Photo by Richard Goldschmidt, via
I was just told by a friend that there is a new sci-fi movie coming out in October called Gravity, starring Sandra Bullock as an aerospace engineer and George Clooney as an astronaut. Besides reminding me that motherhood keeps me so busy that I'm out of the know, I was also reminded of a past blog post I wrote about STEM women being too beautiful (It's my thing: A new approach to girls and STEM).

Don't get me wrong; I love Sandra Bullock. She was a computer expert in the first movie I saw her in, The Net. I remember it well because I vowed not to buy any movies that didn't have strong female characters in it that year (my movie purchases were significantly curbed); The Net was one of the few movies that met my criteria. According to the research, she may be have been acceptable to girls because, though she is beautiful, she was stereotypically shy and awkward (a key part of the movie) so she didn't break too many barriers. It will be interesting to see what her character must keep in the way of stereotypes. I hope that the final product succeeds in girls seeing themselves as engineers as Iridescent Learning, a non-profit who partnered with Warner Brothers hopes.

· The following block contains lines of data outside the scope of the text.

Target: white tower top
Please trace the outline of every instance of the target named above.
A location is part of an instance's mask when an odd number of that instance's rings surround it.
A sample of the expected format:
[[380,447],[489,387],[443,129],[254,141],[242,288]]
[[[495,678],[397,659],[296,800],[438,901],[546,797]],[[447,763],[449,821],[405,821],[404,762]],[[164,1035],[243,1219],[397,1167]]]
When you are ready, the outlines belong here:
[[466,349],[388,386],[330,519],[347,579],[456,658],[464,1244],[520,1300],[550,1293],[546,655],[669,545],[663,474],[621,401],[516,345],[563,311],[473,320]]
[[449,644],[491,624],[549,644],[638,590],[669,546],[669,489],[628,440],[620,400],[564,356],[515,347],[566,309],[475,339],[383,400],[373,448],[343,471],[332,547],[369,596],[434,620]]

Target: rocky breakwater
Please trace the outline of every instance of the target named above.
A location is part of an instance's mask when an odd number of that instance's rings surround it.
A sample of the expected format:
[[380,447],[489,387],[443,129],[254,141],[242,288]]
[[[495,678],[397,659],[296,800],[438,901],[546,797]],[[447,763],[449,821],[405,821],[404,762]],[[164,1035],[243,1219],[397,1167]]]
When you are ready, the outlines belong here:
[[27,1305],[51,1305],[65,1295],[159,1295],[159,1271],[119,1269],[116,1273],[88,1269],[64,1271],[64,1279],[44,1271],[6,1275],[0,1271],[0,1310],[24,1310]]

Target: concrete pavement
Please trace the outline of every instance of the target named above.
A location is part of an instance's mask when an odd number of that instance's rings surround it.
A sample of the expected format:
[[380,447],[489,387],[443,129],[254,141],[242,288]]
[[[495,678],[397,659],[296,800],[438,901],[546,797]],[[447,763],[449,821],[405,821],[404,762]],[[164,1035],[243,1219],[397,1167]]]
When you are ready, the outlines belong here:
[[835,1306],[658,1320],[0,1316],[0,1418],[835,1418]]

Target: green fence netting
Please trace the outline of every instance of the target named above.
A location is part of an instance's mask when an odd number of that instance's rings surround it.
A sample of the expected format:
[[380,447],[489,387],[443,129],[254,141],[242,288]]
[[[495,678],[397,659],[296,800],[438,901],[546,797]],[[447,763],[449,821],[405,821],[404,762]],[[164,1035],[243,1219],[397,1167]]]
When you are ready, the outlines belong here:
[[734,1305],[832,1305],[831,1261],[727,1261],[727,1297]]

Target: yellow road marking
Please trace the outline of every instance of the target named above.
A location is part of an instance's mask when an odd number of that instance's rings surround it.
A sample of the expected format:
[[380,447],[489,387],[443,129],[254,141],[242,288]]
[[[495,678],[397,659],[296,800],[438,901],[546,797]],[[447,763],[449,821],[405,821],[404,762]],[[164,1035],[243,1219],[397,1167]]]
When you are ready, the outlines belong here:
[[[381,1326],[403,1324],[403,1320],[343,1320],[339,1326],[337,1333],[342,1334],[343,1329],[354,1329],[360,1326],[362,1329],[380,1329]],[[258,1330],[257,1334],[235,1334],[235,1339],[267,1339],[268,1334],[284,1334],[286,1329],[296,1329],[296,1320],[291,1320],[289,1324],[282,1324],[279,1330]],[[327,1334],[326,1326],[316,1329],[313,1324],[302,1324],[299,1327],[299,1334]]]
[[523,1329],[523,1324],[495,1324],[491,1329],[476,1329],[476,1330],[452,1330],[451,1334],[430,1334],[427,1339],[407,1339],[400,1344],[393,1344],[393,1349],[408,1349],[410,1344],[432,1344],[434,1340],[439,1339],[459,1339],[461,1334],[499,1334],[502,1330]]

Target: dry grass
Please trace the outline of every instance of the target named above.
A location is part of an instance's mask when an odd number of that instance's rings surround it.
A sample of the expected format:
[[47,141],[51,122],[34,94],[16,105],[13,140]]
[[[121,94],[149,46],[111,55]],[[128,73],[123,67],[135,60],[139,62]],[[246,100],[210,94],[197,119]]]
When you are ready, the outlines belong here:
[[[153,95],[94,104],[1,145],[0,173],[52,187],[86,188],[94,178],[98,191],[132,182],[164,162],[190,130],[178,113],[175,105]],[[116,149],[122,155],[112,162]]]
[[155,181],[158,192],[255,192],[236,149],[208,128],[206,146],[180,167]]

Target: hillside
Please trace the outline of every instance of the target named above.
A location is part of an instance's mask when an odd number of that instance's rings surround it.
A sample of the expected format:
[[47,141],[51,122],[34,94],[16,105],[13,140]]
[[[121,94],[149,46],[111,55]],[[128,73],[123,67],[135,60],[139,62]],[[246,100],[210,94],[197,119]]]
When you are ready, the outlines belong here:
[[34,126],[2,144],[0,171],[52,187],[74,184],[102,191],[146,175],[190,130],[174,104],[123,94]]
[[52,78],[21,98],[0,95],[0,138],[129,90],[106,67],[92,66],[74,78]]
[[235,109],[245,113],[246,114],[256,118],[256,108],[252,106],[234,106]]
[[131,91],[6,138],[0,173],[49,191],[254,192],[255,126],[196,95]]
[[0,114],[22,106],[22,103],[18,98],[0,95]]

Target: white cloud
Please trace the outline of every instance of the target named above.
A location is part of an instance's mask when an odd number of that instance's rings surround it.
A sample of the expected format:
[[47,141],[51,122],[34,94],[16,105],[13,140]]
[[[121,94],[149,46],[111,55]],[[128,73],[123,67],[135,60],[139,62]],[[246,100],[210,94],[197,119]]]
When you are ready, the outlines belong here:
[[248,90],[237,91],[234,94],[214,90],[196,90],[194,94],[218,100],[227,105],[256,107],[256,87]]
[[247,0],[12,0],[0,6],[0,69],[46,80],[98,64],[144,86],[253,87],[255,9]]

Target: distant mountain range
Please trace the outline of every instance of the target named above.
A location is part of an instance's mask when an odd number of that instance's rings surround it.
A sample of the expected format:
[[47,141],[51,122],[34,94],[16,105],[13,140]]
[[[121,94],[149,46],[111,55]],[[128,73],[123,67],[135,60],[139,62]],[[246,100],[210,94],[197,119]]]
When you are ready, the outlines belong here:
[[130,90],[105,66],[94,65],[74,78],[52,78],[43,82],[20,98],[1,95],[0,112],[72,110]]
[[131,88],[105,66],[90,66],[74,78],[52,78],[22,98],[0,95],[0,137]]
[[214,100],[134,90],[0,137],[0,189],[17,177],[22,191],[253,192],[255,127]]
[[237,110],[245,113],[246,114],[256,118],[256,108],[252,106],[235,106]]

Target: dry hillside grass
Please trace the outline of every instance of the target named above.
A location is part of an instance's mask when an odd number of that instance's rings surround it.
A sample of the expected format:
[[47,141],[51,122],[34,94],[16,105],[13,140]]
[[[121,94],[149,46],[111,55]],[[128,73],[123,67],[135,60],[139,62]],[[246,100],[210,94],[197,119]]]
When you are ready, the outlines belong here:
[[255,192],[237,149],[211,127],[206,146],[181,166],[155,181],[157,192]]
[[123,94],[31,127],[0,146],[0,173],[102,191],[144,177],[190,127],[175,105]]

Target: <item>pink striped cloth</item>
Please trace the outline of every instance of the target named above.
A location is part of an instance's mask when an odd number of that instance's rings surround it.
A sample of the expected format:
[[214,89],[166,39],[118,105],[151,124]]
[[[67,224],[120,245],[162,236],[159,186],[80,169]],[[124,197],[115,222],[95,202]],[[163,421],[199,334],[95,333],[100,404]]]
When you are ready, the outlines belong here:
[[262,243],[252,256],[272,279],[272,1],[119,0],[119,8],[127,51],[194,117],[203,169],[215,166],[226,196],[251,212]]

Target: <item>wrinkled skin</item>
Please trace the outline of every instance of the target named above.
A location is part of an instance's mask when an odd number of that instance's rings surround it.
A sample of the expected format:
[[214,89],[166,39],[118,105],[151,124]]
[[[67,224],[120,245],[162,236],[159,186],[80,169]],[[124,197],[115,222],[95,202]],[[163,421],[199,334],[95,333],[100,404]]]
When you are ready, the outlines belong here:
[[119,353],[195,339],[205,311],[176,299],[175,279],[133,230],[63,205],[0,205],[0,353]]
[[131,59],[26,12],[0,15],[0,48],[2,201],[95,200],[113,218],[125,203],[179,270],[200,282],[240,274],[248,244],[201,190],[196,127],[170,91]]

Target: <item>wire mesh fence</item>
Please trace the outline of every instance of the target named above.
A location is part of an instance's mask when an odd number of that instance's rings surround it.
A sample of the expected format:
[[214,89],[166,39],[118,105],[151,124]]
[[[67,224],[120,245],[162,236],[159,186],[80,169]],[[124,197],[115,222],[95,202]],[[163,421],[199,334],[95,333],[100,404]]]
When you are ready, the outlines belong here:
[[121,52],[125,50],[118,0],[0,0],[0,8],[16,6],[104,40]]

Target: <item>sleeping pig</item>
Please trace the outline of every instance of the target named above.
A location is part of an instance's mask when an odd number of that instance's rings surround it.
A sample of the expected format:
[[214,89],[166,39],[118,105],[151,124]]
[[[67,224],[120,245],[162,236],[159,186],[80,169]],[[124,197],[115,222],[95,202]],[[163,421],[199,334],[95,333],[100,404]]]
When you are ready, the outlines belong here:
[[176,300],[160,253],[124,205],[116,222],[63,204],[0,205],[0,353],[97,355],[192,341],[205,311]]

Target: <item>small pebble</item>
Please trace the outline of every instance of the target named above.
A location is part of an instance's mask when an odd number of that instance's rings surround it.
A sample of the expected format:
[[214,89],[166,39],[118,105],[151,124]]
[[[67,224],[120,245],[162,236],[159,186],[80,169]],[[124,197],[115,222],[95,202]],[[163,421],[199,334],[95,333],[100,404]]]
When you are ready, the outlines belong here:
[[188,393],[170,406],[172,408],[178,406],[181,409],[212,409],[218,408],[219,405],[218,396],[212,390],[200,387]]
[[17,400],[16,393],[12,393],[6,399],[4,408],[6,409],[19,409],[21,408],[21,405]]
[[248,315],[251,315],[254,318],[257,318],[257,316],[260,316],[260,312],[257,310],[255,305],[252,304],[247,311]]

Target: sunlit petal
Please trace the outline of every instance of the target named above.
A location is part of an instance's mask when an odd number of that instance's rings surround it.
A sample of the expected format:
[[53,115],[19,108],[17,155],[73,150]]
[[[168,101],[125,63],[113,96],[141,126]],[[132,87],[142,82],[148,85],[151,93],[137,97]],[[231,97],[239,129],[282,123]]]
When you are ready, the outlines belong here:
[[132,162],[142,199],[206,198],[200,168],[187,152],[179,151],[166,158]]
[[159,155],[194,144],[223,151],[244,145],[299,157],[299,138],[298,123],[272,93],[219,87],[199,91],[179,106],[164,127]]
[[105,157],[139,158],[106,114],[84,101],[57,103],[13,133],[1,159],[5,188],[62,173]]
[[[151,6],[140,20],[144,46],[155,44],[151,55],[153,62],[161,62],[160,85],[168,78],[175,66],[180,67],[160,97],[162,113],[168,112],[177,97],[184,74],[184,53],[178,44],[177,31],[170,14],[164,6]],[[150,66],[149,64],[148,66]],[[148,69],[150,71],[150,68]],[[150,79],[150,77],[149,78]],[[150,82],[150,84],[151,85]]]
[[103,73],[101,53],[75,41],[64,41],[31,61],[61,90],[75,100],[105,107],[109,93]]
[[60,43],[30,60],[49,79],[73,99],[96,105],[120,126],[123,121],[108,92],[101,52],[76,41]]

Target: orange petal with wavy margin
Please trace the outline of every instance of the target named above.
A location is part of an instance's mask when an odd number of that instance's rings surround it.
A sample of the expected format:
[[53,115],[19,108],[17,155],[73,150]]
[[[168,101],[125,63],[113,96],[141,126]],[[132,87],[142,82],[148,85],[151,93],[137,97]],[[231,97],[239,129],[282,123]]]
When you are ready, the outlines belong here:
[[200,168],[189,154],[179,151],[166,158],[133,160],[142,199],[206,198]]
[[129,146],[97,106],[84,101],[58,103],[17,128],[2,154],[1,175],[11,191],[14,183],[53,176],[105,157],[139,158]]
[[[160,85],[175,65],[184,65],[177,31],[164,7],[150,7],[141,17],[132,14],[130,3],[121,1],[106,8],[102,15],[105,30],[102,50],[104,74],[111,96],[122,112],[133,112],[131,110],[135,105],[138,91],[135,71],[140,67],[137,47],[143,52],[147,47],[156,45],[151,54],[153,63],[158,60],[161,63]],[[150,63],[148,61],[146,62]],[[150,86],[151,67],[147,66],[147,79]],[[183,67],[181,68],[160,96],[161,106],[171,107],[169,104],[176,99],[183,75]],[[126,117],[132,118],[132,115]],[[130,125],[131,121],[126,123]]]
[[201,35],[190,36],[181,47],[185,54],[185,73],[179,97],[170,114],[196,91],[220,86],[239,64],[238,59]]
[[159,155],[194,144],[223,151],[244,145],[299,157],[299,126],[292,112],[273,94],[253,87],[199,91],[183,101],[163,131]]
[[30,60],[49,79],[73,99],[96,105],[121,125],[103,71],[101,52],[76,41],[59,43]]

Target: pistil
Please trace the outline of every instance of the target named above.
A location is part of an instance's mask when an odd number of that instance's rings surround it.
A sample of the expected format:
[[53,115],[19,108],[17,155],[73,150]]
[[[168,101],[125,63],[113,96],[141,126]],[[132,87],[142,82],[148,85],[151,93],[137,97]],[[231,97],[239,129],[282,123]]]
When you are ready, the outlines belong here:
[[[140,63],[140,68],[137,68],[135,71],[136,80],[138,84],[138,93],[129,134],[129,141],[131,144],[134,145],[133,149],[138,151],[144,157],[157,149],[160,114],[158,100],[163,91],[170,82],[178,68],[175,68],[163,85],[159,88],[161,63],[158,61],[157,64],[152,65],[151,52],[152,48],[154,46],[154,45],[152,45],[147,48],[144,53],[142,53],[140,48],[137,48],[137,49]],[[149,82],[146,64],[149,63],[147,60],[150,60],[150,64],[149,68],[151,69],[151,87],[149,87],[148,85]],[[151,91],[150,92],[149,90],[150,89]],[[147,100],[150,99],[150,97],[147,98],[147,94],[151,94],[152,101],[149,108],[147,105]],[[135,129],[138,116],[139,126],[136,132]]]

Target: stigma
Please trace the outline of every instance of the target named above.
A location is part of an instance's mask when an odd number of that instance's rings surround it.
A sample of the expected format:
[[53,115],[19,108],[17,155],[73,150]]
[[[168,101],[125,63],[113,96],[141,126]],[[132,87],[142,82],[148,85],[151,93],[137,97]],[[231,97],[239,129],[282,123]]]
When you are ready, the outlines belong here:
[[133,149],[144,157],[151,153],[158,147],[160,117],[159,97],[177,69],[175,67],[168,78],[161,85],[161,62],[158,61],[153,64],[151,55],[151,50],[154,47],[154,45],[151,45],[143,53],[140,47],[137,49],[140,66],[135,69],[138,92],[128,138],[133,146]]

Though I applaud a new movie about STEM, I wish we had a TV show about it. There is nothing like a show to create the real dimension and everyday drama of a profession. For as many movies there are about lawyers and doctors, why can't we have one about engineers that doesn't have all its characters falling into the stereotypical realm. Then you can have an ensemble cast and portray different walks of the profession. Imagine:engineers struggling with ethical issues regarding their work or their company; engineers dealing with bullying by bosses or colleagues; or engineers just dealing with being a dual career family. How about engineers who give up their lucrative corporate job to help communities in Africa get clean water? Engineers who take temporary part time work to help with global crises? As I discussed in Start Seeing Engineers, engineers make appearances every so often as regulars on TV, but not always as a centerpiece. Heck, there could be a miniseries about the 60s, with a character being NASA engineer working on the mission to the moon and another working on atomic weapons.

Aren't viewers sophisticated enough to start seeing engineers as part of their everyday lives rather than oddities like on The Big Bang Theory?